Ostende, le 8 avril 1950
Hello Jacques,
Dans cette pouponnière, je trouve des enfants dans tous les coins. L'heure des repas, une concentration se produit aux abords de la salle à manger. Au centre de ces escadrons en effervescence, ma mère, une tante, les soucis en oblique, leurs yeux foudroyants crient des brides de conversation que seuls les enfants n'entendent pas. Trois familles de 5 enfants en bas âge, trois autres familles de 3 ou 2 enfants. J'apprécie ces dîners, une atmosphère gaie et vivante entoure nos repas. Je ne voudrais pas manquer cela pour rien au monde.

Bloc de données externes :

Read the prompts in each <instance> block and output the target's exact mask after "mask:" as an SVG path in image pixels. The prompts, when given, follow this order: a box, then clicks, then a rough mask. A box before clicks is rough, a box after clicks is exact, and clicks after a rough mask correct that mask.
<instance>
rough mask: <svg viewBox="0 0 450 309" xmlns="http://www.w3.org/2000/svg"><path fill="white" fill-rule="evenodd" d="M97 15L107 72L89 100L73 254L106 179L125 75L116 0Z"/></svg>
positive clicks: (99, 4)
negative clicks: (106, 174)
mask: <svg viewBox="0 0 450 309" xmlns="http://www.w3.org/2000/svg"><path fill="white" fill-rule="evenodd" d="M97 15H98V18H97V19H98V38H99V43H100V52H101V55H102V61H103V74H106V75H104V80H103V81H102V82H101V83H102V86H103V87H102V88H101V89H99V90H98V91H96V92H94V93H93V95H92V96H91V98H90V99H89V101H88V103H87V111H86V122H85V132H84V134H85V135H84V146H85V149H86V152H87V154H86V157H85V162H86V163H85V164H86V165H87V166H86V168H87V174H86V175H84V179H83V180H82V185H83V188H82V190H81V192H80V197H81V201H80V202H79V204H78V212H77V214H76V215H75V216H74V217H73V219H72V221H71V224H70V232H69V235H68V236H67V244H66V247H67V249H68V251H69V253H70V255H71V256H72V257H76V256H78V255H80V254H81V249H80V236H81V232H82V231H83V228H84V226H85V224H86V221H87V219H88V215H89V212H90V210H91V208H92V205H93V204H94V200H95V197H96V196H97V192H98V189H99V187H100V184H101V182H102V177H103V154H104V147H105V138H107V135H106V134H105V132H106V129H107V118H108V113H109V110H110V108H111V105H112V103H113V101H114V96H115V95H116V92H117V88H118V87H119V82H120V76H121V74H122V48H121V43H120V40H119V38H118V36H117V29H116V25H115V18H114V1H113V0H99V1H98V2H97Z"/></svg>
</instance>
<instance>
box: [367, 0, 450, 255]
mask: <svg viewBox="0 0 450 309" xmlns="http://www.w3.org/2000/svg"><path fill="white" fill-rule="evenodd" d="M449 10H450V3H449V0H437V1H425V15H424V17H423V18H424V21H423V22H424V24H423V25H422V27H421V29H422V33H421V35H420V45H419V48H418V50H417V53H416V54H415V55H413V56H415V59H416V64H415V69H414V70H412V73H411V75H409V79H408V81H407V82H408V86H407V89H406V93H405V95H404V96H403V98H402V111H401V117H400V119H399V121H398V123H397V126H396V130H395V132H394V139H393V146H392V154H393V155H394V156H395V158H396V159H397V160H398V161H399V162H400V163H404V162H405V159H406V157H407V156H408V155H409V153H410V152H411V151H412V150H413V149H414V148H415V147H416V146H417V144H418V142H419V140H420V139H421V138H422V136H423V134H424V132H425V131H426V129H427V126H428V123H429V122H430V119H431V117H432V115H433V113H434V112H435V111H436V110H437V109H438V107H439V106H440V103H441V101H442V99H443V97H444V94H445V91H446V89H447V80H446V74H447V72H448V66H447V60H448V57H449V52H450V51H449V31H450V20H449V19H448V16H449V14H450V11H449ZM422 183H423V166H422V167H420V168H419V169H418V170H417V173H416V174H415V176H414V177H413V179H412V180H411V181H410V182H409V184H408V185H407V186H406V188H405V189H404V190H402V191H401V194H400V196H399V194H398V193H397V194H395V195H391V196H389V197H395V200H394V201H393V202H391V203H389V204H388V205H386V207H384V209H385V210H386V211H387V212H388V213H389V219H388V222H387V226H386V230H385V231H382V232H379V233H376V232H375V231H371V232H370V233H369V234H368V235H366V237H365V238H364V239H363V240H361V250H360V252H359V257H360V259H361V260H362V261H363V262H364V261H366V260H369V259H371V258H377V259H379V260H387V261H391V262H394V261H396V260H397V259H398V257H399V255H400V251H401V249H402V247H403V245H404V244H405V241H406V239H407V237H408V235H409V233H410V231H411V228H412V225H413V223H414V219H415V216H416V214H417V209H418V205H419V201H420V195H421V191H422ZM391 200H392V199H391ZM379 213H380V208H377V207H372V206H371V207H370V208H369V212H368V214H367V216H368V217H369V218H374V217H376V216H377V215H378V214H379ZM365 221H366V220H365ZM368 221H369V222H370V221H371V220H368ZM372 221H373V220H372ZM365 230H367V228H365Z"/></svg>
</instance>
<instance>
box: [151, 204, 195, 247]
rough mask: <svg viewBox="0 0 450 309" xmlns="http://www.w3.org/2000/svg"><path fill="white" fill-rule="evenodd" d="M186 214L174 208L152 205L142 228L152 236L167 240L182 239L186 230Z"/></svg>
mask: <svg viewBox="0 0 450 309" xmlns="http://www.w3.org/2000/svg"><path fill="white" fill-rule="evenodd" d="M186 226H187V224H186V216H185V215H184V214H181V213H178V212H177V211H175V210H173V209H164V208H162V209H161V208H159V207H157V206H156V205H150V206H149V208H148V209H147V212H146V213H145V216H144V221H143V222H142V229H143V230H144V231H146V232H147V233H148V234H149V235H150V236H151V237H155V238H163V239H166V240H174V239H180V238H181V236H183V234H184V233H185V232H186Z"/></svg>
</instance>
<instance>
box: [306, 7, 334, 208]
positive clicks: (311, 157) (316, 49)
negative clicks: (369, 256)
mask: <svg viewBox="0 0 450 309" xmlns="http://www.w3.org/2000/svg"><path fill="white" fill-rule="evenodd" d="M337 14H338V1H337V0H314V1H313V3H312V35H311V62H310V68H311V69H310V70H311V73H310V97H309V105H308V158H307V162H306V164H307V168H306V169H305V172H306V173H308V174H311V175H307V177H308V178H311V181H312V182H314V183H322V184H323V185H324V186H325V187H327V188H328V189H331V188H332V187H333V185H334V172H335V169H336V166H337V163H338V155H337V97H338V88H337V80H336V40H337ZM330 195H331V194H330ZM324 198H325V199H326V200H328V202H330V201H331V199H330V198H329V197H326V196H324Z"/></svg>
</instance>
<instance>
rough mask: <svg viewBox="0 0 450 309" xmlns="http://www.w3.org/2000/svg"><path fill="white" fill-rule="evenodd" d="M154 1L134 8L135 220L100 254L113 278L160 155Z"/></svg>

Contrairement au reste du pays, un soleil magnifique et de la chaleur agrémentent notre séjour.
Ces deux soirs, j'ai visionné deux film de cow-boy au cinéma. C'était épatant, rien de tel pour s'amuser, il se peut que j'y aille tous les soirs.
Je te souffle peu de mots sur la mer. Elle immerge au fond de mon coeur. Je vis dans ses vents, je la regarde, je l'observe. Ses vagues s'enroulent, calme, carpette à franche d'écume. Agitée, elle grince et monte à l'assaut de la digue.
Ce matin, je regardais les pêcheurs sur l'estacade. Un promeneur préoccupé, la force des vents pousse son couvre chef. Celui en profite pour s'échapper et se mouvoir librement. Suivi des yeux par une balustrade garnie de curieux et de plaisants, il finit sa course telle une coquille de noix sur cette mer. L'homme, le coeur plein d'inquiétude dut dire adieu à son chapeau.
Aujourd'hui, du vent et encore du vent, il peut faire tenir un papier contre un mur. Pour avancer tranquillement sur cette digue, il faut être deux. Toute seule, je me sens fragile. Je serai plus tranquille dans un coin abrité.
Chérie
Lili
J'espère que tu auras une permission pendant ces quelques jours.